Hoy he conocido la magia de mi ciudad. Veinte años viviendo en ella y apenas había intuido el secreto que encierra.
¿Alguna vez habéis paseado a primera hora de la mañana descubriendo los entresijos y laberintos de aceras y alfalto? Es entonces, -la ciudad despierta- cuando muestra en todo su esplendor los misterios desconocidos por los dormidos. Sus calles desiertas huelen a frío, a brisa... a los pasos recorridos por campesinos y señores a lo largo de la historia, a los besos prohibidos en lúgubres esquinas. Antes de que los comercios levanten sus persianas, la soledad te coge de la mano y te empuja por callejones oscuros con toques hippilonguis y ambientes especiados.

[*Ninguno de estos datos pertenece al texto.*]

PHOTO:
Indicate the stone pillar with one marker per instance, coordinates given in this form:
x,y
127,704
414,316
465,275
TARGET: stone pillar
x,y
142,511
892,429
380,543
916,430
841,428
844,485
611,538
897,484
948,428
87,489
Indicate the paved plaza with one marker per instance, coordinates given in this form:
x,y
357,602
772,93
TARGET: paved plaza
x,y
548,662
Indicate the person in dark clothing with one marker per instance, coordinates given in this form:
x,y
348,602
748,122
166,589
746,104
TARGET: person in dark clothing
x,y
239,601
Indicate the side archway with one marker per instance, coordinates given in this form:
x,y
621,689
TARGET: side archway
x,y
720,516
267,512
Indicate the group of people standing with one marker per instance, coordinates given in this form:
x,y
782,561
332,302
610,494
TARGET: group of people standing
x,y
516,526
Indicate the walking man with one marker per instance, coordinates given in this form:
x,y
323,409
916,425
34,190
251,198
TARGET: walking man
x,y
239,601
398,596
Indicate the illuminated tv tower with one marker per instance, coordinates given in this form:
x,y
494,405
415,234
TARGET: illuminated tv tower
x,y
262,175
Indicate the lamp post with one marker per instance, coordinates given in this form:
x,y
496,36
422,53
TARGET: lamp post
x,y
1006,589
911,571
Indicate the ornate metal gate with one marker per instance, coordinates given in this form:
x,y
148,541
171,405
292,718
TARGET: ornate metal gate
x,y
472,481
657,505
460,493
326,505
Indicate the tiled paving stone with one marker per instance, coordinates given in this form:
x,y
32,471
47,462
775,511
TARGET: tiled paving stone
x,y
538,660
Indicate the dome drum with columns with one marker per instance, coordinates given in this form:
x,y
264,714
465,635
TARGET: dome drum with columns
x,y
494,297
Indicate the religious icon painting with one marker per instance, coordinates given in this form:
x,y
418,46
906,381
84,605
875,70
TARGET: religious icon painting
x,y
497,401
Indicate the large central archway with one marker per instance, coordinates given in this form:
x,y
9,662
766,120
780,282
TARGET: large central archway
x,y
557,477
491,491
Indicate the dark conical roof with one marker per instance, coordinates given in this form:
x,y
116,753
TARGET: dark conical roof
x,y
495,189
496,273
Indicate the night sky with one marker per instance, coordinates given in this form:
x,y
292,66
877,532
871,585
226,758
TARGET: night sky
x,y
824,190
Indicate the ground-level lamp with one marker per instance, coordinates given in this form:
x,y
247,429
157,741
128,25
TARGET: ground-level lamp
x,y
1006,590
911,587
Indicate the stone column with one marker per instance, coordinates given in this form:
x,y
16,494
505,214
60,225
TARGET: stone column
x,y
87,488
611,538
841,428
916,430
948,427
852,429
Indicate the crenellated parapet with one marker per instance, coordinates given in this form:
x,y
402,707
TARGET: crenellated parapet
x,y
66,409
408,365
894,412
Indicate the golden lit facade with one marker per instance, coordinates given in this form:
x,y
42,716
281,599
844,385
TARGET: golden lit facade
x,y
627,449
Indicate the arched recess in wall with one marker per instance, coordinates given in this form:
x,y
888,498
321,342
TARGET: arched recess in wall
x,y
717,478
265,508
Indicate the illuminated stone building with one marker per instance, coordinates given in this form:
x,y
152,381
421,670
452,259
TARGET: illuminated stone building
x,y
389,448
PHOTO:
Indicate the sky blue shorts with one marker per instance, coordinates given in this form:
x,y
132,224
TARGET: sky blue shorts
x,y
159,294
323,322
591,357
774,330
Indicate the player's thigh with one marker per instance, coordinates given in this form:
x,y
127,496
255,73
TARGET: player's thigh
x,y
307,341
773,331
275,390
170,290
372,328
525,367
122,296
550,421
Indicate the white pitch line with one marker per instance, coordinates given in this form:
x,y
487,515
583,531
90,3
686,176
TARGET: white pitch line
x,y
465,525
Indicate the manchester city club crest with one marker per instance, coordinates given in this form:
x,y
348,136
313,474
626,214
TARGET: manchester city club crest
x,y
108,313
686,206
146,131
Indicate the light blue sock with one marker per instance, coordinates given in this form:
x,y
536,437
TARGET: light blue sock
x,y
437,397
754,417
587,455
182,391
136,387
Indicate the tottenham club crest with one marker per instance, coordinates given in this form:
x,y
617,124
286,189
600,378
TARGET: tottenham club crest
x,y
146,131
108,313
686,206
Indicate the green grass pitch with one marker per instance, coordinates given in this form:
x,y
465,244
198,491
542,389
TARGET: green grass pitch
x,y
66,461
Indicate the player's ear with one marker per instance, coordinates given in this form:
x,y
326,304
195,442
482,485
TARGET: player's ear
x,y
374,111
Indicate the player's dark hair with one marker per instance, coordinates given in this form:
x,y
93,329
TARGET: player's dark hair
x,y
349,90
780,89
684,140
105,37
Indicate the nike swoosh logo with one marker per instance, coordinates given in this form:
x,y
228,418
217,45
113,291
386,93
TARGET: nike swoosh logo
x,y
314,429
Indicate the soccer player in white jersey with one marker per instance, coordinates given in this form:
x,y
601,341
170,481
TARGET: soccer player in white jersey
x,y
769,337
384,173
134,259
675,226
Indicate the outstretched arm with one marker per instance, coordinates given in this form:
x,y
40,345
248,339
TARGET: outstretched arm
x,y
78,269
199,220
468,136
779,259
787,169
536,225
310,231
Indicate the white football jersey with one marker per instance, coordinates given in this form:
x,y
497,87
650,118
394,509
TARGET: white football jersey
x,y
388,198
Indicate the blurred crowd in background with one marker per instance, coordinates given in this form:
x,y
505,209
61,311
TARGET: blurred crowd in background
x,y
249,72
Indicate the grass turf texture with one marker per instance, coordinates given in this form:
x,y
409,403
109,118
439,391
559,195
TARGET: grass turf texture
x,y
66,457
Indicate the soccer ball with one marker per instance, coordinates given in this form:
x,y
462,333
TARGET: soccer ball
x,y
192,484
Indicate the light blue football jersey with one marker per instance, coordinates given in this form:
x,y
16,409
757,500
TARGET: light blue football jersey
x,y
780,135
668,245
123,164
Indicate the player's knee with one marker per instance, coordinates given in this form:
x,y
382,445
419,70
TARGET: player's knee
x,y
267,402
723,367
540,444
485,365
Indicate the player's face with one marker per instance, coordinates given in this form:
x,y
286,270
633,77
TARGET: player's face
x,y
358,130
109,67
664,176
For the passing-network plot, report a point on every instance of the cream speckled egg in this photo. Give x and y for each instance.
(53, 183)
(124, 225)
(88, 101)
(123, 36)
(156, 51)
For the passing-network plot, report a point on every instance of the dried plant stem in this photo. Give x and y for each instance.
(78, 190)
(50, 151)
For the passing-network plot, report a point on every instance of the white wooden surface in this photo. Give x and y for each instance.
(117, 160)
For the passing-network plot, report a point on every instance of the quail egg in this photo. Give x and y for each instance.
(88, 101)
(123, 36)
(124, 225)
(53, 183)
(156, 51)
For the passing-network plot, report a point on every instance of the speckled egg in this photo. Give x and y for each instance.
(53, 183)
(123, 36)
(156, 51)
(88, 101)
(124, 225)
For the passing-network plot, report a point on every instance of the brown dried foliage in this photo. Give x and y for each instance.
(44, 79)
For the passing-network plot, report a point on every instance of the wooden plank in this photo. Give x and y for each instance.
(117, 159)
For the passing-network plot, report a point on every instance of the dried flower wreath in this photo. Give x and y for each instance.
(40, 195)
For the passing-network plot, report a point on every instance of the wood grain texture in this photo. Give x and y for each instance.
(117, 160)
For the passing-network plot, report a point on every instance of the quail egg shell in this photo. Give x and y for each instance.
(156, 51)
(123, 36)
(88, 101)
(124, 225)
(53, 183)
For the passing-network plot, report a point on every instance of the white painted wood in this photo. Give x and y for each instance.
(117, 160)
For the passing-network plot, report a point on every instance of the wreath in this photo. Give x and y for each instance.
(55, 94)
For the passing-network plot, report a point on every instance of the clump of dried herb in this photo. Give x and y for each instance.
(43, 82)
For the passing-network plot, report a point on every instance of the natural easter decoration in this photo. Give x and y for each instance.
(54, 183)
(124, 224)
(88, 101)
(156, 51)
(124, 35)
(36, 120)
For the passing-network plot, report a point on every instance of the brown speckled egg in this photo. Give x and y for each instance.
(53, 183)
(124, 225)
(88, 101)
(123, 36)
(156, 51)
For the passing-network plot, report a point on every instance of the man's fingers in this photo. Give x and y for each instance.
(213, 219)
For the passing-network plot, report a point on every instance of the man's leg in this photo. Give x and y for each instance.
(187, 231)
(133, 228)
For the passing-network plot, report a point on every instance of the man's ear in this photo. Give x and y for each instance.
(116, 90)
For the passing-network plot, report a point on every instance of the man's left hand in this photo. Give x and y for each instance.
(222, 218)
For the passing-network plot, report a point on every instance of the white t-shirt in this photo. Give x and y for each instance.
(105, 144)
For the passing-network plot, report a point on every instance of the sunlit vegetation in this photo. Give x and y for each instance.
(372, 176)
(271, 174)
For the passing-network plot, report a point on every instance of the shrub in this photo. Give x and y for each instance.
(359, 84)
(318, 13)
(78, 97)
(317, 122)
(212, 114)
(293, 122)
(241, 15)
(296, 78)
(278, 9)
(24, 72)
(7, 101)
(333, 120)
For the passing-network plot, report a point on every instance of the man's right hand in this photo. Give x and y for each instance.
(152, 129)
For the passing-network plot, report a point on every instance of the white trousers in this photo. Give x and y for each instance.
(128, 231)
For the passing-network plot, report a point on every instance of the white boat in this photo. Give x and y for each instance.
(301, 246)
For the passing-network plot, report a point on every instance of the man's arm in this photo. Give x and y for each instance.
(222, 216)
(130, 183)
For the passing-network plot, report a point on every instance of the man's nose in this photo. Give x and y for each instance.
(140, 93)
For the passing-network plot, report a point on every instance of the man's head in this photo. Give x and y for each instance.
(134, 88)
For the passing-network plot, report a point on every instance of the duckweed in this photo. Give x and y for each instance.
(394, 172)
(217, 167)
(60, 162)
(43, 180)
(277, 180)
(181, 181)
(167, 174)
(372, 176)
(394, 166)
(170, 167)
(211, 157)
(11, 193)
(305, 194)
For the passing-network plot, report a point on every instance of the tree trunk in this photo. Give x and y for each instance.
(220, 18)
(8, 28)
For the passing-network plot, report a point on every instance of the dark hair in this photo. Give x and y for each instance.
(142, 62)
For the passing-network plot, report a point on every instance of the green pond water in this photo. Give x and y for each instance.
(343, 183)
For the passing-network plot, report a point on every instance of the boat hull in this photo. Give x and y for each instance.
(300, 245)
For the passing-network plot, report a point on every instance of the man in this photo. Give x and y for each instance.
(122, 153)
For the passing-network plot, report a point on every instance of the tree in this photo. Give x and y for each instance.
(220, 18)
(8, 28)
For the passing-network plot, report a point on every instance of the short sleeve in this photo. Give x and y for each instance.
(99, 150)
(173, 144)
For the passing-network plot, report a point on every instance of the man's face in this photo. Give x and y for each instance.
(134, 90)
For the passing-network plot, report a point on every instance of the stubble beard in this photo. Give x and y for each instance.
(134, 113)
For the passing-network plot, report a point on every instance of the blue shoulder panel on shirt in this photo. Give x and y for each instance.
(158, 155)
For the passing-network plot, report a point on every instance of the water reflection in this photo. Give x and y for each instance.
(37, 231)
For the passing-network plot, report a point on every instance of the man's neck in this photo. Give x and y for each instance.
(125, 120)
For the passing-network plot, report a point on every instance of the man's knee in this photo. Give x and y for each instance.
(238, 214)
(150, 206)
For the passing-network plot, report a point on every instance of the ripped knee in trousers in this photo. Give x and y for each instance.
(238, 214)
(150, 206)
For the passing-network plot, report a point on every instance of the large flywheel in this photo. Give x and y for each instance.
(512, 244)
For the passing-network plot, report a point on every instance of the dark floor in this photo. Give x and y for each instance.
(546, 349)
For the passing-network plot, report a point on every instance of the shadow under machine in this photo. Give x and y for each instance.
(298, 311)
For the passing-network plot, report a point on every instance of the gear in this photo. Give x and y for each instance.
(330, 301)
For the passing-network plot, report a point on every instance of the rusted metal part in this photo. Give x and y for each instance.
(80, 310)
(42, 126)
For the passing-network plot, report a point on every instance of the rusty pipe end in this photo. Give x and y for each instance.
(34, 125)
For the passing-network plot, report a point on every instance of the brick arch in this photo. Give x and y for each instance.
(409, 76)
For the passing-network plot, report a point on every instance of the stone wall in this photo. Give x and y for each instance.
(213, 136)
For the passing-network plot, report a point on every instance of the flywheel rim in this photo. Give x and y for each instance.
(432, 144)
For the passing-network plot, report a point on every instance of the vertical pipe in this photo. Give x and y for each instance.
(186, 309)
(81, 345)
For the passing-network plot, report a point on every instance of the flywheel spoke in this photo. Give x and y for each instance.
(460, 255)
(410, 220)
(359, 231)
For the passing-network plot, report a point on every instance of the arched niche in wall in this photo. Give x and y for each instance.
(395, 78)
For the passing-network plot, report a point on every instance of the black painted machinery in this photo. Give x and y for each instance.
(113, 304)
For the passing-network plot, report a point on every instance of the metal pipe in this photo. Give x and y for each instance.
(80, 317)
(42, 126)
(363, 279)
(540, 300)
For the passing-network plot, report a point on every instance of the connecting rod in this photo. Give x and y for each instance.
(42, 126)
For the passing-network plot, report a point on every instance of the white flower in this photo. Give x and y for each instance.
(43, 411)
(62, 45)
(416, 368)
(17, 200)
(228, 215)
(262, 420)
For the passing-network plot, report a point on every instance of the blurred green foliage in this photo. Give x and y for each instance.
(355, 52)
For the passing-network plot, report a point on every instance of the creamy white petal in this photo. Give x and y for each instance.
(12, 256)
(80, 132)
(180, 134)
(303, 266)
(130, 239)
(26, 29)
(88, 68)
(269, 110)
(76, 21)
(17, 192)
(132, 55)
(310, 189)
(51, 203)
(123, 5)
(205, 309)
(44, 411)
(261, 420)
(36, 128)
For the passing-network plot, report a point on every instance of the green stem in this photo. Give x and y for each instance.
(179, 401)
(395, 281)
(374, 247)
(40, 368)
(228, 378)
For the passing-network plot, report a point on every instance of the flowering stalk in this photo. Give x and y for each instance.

Hoy, el Rincón del Caballo Blanco era un espejismo de sol y silencio, apenas perturbado por paseantes de perros. Desde allí arriba he podido contemplar sin prisas toda la ciudad amurallada. A lo lejos, un ejército de amenazantes nubes negras enviaba ese aliento mensajero de sombrías intenciones a los árboles inquietos. Los montes de los alrededores parecían querer huir de la tormenta sin éxito. Humo y roca quedaban fusionados en una única frontera, en el límite que une cielo y tierra.
Después, mis pasos me condujeron hasta la Catedral, en un alto, presidiendo la capital norteña. Calles que bajan a lo mundano, empapadas por los primeros servicios municipales. Carteles y símbolos independentistas en los balcones que son parte de la cultura popular, me acompañaron en el descenso.
Al llegar al llano empedrado, personas con vidas estresadas salían a la calle hacia destinos desconocidos. Un muchacho de mirada melancólica y sonrisa oxidada, tocaba el acordeón, inundando con el aroma de la música la atmósfera muda.
La ciudad, al alba, muestra su verdadera cara, no contaminada por el gentío ni el bullicio.
Hoy, Pamplona me ha contado secretos que esconde a media mañana y disfraza por las noches... de luces y sombras.